Primary contact: Anthony Aylward, aaylward@salk.edu

PanKmer

k-mer based and reference-free pangenome analysis. See the quickstart below, or read the documentation.

Installation

With pip

pip install git+https://gitlab.com/salk-tm/pankmer.git

In a conda environment

First create an environment that includes all dependencies:

conda create -c conda-forge -c bioconda -n pankmer python==3.10 biopython==1.79 cython pandas setuptools seaborn urllib3 wheel python-newick pyfaidx gff2bed

If running on OSX, a few additional packages will be required:

conda activate pankmer
conda install -c conda-forge clang_osx-64 clangxx_osx-64 gfortran_osx-64

Then install PanKmer with pip:

conda activate pankmer
pip install pip install git+https://gitlab.com/salk-tm/pankmer.git

Check installation

Check that the installation was successful by running:

pankmer --version

Tutorial

Download example dataset

The download_example subcommand will download a small example dataset of Chr19 sequences from S. polyrhiza.

pankmer download_example -d .

After running this command the directory PanKmer_example_Sp_Chr19/ will be present in the working directory. It contains FASTA files representing Chr19 from three genomes, and GFF files giving their gene annotations.

ls PanKmer_example_Sp_Chr19/*
PanKmer_example_Sp_Chr19/README.md

PanKmer_example_Sp_Chr19/Sp_Chr19_features:
Sp7498_HiC_Chr19.gff.gz Sp9509_oxford_v3_Chr19.gff3.gz Sp9512_a02_genes_Chr19.gff3.gz

PanKmer_example_Sp_Chr19/Sp_Chr19_genomes:
Sp7498_HiC_Chr19.fasta.gz Sp9509_oxford_v3_Chr19.fasta.gz Sp9512_a02_genome_Chr19.fasta.gz

To get started, navigate to the downloaded directory.

cd PanKmer_example_Sp_Chr19/

Build a k-mer index

The k-mer index is a table tracking presence or absence of k-mers in the set of input genomes. To build an index, use the index subcommand and provide a directory containing the input genomes.

pankmer index -g Sp_Chr19_genomes/ -o Sp_Chr19_index.tar

After completion, the index will be present as a tar file Sp_Chr19_index.tar.

tar -tvf Sp_Chr19_index.tar
Sp_Chr19_index/
Sp_Chr19_index/kmers.b.gz
Sp_Chr19_index/metadata.json
Sp_Chr19_index/scores.b.gz

Note

The input genomes argument proided with the -g flag can be a directory, a tar archive, or a comma-separated list of FASTA files.

If the output argument provided with the -o flag ends with .tar, then the index will be written as a tar archive. Otherwise it will be written as a directory.

Create an adjacency matrix

A useful application of the k-mer index is to generate an adjacency matrix. This is a table of k-mer similarity values for each pair of genomes in the index. We can generate one using the adj-matrix subcommand, which will produce a CSV file containing the matrix.

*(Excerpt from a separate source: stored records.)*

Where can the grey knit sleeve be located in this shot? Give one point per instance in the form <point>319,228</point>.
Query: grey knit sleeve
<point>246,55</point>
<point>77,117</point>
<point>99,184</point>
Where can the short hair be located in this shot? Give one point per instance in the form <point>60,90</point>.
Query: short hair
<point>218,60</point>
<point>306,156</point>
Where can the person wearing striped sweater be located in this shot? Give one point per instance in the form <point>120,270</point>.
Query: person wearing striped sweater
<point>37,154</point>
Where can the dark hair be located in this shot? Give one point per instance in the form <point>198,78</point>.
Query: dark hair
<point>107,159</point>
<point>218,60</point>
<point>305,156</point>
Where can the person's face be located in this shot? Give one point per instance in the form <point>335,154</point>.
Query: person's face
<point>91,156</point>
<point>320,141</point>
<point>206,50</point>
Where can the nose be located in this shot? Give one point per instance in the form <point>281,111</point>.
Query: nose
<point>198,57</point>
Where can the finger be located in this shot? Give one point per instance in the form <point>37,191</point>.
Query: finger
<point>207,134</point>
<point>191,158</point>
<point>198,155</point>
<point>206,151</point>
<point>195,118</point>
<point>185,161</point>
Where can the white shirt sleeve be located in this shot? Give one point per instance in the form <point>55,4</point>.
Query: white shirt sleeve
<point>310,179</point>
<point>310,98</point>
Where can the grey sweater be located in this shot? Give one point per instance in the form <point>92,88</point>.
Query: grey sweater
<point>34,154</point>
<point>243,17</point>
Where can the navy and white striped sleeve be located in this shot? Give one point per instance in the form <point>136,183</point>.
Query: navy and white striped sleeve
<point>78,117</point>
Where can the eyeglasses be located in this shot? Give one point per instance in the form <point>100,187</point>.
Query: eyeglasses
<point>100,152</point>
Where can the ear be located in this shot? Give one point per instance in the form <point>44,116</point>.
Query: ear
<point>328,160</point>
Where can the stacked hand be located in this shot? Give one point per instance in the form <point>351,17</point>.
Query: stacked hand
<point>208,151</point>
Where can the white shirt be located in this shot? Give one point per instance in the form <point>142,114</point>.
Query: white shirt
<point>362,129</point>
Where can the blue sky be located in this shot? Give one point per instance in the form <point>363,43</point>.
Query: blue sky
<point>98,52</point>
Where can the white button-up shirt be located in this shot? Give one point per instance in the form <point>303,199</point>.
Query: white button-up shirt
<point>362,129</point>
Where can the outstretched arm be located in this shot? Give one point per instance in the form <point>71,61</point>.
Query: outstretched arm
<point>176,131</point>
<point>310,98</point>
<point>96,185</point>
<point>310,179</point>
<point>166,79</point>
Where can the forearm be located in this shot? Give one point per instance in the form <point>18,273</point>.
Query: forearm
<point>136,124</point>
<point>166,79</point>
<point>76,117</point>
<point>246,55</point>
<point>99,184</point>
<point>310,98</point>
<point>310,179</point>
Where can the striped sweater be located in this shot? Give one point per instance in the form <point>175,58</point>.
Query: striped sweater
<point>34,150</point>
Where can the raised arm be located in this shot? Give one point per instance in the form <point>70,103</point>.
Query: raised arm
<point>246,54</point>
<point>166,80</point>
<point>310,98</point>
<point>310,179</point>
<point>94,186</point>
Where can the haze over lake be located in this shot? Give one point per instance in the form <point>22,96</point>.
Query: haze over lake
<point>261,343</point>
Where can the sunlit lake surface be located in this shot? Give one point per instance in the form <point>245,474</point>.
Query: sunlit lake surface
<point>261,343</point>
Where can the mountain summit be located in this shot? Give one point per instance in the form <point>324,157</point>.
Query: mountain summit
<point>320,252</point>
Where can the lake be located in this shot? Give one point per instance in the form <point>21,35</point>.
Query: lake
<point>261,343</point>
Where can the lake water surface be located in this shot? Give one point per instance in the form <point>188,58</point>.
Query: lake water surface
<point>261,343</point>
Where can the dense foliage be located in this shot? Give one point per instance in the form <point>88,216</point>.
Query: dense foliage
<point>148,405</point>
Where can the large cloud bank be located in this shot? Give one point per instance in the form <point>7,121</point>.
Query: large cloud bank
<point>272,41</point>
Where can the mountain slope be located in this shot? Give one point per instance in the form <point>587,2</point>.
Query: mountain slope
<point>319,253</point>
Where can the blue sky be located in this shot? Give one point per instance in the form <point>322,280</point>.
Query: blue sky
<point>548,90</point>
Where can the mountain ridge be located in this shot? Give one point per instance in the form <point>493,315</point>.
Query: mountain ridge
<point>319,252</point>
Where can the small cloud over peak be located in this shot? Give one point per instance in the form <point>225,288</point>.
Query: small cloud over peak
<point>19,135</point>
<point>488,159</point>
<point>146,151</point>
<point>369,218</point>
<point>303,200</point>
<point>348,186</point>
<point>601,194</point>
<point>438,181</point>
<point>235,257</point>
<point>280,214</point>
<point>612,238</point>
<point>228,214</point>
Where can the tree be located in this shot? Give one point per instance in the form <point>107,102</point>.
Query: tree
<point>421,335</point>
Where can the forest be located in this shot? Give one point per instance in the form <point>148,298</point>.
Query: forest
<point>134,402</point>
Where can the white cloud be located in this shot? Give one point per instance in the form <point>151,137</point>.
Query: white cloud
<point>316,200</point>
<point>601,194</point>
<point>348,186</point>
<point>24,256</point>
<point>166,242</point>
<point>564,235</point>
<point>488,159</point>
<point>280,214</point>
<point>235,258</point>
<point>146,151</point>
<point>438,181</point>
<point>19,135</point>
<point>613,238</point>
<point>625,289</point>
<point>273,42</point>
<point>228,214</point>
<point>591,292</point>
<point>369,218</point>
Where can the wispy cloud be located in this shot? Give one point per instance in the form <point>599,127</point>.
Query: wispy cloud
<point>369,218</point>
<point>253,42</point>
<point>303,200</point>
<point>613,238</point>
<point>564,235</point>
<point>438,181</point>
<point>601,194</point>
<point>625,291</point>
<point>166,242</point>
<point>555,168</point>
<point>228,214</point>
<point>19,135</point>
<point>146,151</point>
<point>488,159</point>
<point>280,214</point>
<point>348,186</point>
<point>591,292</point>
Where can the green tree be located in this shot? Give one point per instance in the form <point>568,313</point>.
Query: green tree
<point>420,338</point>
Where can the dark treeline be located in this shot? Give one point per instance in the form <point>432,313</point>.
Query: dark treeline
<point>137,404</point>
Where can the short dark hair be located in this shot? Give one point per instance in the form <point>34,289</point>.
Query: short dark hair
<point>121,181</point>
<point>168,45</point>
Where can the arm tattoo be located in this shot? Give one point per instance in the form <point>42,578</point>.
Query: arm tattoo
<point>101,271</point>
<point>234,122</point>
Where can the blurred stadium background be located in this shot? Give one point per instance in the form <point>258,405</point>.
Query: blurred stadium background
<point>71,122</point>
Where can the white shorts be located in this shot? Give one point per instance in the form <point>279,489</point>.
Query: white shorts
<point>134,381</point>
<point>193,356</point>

pankmer adj-matrix -i Sp_Chr19_index.tar -o Sp_Chr19_adj_matrix.csv

Note

The input index argument proided with the -i flag can be tar archive or a directory.

Plot a clustered heatmap

To visualize the adjacency matrix, we can plot a clustered heatmap of the adjacency values. In this case we use the Jaccard similarity metric for pairwise comparisons between genomes:

pankmer clustermap -i Sp_Chr19_adj_matrix.csv \
  -o Sp_Chr19_adj_matrix.svg \
  --metric jaccard \
  --width 6.5 \
  --height 6.5

example heatmap

Generate a gene variability heatmap

Generate a heatmap showing variability of genes across genomes. The following command uses the --n-features option to limit analysis to the first two genes from each input GFF file. The resulting image shows the level of variability observed across genes from each genome.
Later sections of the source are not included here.